November 14th, 2009 · No Comments · Comedy/Humor

 I couldn’t have been more surprised if rabid weasels were to mate in my pants pockets. They actually burned! I don’t mean a little sizzle and a sparking blue flame. I mean the little bastards put up a full-throated-Robert-Plant-screamin’-little-wall of flame. And Russell told  me they would. He assured me these chemicals would flame Fantastic Four on when torched. I knew certain chemicals alone or in combination would ignite, I just never believed that these burning chemicals before us were major ingredients in found in America’s newest snack chip!

It all started with a beer run to a local grocery store. Russell went left, I went right and we met at the checkout counter arms brimming with our personal selections. Russell, the vegetarian, noted that a large part of my cache was, “Shit, bile, and monkey spank.” Differences aside we paid, returned home, and ensconced ourselves on the couch beers at hand.

I was opening a new brand of snack chips that were Christmas-themed and reportedly baked by tree-dwelling homunculi when I caught Russell looking at me disgustedly.

“Jesus God, look at you. Let me enumerate: you’re intelligent, aware, educated, and yet you sit there eating shit that would be disdained by the least discriminating barn yard pig.”

I stuffed a big handful in my mouth and vigorously chewed with it open to show myself indomitably unchastened.

“Give me those, you monkey-assed bottom feeder!” snarled Russell grabbing the bag.

Shaking the bag in my face he roared, “Have you seen the list of shit they put in here? Do you know what kind of crap is in here? Stockpiles of shit that munitions manufacturers have lying around that they move from one corporate subsidiary to another, that’s what.”

Chips began to scatter out of the bag, falling snowflake-like upon the couch.

“Look at these ingredients,” Russell hissed, reversing the bag, sending more holiday snack chips flying. “Look, damn it, look…”

And suddenly Russell stopped mid-rant and was looking. At the list of ingredients on the bag. His eyes slowly widened and his jaw slowly dropped.

“Jesus,” he whispered

“What?” I asked through my mouthful of semi-masticated chips.

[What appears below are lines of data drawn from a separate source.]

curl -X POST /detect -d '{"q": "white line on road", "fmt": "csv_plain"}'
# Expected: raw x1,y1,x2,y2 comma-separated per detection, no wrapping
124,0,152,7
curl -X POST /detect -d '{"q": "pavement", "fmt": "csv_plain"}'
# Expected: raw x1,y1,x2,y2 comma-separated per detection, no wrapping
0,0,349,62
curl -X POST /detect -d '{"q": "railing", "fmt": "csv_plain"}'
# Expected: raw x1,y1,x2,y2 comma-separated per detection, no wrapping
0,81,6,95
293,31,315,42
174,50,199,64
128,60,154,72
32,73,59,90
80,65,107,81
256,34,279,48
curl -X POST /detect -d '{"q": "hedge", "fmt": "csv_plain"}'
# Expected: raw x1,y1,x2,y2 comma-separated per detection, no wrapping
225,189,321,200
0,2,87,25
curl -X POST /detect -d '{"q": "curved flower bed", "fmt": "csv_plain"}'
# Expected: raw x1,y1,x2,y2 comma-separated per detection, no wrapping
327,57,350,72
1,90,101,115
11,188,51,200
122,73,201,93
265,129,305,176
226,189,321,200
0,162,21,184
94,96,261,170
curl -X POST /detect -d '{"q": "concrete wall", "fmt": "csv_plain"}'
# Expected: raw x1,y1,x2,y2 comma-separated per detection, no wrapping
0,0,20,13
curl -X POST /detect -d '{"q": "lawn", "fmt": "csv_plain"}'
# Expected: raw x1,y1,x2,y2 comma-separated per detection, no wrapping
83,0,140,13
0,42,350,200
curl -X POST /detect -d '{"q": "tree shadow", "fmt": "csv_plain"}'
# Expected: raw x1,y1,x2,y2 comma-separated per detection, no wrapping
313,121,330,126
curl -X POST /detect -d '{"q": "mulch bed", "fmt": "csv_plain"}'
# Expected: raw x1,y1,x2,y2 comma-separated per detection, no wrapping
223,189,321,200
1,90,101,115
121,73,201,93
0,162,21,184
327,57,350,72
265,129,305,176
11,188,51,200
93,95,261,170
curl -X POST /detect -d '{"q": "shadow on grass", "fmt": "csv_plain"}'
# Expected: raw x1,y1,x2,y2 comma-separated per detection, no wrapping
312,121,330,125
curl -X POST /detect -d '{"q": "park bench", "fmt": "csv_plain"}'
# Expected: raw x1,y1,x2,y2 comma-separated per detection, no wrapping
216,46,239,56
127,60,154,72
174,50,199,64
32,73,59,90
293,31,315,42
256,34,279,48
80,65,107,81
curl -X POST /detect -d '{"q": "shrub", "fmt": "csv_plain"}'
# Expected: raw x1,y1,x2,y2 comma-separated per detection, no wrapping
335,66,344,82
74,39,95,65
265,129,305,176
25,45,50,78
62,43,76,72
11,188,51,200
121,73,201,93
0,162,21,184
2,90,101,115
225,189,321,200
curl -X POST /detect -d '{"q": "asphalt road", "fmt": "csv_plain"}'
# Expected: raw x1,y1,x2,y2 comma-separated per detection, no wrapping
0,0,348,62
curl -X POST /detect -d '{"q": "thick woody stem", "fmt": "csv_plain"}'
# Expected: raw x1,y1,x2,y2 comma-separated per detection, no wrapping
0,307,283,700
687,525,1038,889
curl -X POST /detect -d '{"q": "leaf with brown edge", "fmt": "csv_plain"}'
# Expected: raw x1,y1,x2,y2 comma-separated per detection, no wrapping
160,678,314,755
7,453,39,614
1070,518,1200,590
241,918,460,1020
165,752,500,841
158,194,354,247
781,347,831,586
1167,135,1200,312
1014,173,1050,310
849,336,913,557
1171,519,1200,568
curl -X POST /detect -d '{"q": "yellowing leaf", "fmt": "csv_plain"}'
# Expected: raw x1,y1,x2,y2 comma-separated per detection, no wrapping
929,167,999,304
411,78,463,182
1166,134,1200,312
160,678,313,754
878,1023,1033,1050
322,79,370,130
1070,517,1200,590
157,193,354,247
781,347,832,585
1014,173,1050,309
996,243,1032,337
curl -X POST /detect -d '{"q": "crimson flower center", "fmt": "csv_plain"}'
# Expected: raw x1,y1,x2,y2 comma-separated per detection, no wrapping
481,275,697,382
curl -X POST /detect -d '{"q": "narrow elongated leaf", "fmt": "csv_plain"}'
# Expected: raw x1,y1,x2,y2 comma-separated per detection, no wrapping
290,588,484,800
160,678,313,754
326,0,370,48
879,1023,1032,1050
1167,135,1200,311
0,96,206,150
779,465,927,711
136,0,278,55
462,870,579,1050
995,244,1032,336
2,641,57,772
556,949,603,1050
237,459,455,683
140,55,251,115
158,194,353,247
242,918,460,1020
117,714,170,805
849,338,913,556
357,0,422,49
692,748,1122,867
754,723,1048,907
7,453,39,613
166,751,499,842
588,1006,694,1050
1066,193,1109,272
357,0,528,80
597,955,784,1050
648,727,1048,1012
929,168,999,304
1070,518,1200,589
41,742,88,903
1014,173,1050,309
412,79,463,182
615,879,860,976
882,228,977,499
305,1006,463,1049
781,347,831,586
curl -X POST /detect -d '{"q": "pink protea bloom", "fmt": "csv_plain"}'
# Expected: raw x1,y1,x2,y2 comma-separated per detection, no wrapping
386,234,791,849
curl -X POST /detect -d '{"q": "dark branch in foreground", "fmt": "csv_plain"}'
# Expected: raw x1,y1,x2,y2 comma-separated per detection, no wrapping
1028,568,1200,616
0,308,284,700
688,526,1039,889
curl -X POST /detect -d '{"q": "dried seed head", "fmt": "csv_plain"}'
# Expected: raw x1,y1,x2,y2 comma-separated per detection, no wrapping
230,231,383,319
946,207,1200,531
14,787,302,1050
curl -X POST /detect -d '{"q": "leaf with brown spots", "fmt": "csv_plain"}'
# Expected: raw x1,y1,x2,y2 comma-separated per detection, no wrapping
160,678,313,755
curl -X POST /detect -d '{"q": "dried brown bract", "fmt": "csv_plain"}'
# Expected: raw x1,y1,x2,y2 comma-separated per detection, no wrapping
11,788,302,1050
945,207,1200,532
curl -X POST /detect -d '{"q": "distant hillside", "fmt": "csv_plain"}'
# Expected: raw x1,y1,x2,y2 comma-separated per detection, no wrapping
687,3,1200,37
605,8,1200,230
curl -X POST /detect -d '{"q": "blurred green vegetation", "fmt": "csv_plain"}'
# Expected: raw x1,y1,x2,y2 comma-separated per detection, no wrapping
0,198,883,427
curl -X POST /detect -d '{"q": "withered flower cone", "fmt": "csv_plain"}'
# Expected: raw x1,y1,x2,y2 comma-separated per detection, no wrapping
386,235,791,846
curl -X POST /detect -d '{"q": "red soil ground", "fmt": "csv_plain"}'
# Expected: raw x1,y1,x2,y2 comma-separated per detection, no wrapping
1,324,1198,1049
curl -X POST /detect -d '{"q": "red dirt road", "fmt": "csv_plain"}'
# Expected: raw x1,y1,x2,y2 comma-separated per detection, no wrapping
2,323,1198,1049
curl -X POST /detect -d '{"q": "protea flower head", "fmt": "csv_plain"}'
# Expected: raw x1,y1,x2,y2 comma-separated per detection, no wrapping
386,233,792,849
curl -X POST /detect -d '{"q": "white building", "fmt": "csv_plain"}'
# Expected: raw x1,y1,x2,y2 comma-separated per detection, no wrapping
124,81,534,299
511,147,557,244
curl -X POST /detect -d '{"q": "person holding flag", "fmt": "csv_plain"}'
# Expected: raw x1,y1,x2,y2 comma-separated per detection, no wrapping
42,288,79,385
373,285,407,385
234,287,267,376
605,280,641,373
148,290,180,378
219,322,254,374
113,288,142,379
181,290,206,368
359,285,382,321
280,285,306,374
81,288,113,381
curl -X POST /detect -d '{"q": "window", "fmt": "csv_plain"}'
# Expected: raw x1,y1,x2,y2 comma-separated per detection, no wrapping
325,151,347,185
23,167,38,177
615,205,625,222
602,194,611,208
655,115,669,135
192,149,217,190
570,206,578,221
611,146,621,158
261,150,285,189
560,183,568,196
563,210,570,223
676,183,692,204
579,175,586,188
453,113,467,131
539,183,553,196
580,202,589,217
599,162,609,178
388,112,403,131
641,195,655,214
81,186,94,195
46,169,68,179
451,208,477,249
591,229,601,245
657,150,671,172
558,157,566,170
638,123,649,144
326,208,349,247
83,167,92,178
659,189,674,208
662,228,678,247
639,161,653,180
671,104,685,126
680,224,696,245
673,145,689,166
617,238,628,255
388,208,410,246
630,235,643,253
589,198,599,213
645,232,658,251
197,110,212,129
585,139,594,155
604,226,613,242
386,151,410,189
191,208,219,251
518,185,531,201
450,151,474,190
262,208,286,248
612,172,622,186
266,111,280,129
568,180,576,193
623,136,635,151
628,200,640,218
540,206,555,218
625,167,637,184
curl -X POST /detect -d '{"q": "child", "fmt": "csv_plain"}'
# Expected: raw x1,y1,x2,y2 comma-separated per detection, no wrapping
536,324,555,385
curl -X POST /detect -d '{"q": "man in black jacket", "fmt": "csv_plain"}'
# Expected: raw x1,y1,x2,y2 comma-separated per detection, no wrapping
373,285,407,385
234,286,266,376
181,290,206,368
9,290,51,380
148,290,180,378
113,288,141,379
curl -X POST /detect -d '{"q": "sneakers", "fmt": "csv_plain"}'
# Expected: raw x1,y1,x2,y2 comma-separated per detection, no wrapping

Russell’s sudden reversal from rant wanker to shock victim was a bit alarming.

“Jesus,” he whispered.

“What?” I asked again through the chips.

“Jesus,” he softly repeated.

“What!” I screamed, spraying saliva moistened bits of America’s newest Christmas themed snack chips  all over Russell’s coffee table.

“Look,” he demanded, shifting the bag so I could see. “Most ingredient lists take up a small, negligible space on the back package surface area. There must be…”

And he counted.

“113 ingredients on this list and only seven listed are organic,” he said softly.

This gave me pause. Russell, you see, is a chemist.

“So, Russell,” I managed to say with a full mouth and a minimum of phonetic compromise. “What are you telling me?”

“Some of the ingredients in here are also used in dog food, toilet cleaners, mace, diapers, solvents, drain cleaner, fertilizer…the list goes on…”

I gently spit the moist, shit-like mass in my cupped hand.

“Are you trying to tell me that my Christmas-themed snack chips come from chemicals usually found in 55 gallon drums?”

Russell was stunned but trying to gather himself. “Look,” he said fully turning to me. “A lot of these chemicals are carcinogenic and highly combustible. Mostly used in industrial cleaning products and for military applications. You’re eating like a…like a heavily salted, fertilized, mace-shooting- flamethrower-diaper.”

And he proved it. He explained all about the chemicals in these snack chips.

“Every chemical here is about as healthful for the human body as raw hamburger only slower acting.”

Russell then produced a flame and set fire to America’s newest Christmas-themed snack chip.

I later wrote a letter to the company armed with a battery of facts provided by Russell proving these “ingredients” had no right to be in food products whatsoever.

The company wrote me back thanking me, assuring me that my concerns would be monitored, and sent me a large, complimentary box of individual  serving size snack chips. The company suggested these would be wonderful handouts for Christmas parties and gatherings. It turned out that I used the snack chips in my fireplace. The red and green flames were very Christmasy.